この実験は、日本の最東端・南鳥島沖で水深6000メートルの海底からレアアース泥を引き上げる試みです。先月12日、探査船「ちきゅう」が静岡県の清水港を出港。南鳥島沖で試験採鉱を続けていました。
現地は波が高く作業は難航していましたが、きのう未明、船上にレアアース泥を引き上げることに成功したということです。探査船は引き続き試験採鉱を行ったあと、今月15日に帰港する予定で、引き上げた泥は研究機関で成分分析が行われます。
プロジェクトチームは2018年から南鳥島沖で調査を開始し、2021年に産業開発が可能な規模のレアアース泥が存在すると明らかにしていました。
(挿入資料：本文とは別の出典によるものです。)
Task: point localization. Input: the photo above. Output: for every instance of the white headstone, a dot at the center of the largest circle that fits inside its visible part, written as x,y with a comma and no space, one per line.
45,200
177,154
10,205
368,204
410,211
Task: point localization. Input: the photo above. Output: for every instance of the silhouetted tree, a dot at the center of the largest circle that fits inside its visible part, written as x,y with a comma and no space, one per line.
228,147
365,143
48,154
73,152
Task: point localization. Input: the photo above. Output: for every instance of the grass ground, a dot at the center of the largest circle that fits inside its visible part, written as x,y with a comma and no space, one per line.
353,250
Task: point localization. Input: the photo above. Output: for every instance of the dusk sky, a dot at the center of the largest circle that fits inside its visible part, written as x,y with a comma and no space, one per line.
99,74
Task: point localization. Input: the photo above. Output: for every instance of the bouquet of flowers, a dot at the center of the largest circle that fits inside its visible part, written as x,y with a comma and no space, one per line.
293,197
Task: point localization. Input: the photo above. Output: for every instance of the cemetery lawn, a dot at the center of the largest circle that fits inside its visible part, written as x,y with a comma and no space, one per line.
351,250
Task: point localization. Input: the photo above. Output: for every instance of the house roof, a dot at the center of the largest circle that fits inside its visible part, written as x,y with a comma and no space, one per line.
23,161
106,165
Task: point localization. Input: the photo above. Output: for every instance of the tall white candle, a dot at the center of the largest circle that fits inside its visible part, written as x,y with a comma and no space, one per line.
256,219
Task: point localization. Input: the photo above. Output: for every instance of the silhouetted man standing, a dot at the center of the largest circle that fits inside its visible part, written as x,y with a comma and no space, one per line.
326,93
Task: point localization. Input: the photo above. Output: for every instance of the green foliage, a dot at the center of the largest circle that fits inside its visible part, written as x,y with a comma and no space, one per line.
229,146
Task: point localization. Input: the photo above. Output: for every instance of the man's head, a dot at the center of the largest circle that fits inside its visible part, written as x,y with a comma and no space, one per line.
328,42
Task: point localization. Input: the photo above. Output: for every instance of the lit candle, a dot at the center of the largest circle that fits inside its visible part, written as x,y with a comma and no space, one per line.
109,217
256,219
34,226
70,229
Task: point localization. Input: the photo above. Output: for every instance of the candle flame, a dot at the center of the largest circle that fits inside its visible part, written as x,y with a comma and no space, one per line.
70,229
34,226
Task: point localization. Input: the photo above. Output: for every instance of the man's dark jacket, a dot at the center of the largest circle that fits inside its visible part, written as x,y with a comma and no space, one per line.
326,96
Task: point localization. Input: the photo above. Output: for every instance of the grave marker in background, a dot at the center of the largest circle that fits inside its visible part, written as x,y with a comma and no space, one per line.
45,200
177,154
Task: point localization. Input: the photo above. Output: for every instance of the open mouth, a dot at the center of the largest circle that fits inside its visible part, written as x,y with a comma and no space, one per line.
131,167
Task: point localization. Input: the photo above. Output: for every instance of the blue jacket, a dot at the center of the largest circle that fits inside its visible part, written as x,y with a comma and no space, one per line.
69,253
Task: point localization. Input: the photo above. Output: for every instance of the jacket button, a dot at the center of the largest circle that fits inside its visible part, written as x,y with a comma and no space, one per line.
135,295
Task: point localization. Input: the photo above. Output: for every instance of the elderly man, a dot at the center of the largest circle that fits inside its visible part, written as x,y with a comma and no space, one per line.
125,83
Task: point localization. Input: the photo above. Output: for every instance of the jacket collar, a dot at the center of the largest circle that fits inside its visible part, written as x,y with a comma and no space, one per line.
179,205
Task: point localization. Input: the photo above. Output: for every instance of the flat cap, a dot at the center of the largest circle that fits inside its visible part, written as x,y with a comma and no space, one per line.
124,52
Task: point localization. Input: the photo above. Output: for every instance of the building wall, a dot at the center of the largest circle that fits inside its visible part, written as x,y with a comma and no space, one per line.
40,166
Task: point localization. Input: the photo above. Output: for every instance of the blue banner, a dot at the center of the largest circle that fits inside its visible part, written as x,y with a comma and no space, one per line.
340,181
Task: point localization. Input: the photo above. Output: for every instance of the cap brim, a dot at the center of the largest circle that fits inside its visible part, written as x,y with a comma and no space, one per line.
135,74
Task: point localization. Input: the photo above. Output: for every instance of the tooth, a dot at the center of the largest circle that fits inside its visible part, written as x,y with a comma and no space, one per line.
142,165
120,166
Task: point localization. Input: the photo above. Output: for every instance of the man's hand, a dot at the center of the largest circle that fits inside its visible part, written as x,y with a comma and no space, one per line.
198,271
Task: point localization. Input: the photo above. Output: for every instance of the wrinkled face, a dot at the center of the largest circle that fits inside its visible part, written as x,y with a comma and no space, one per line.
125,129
今後は、来年2月に本格的な試験採鉱を行う予定で、南鳥島にレアアース泥を陸上げして脱水処理などを行う計画を明らかにしています。
レアアースをめぐっては、先月、中国が日本に軍事転用の可能性がある品目の輸出禁止を発表。レアアースの輸出も止められるのではと懸念が広がるなか、国産レアアースの開発実験に注目が集まっていました。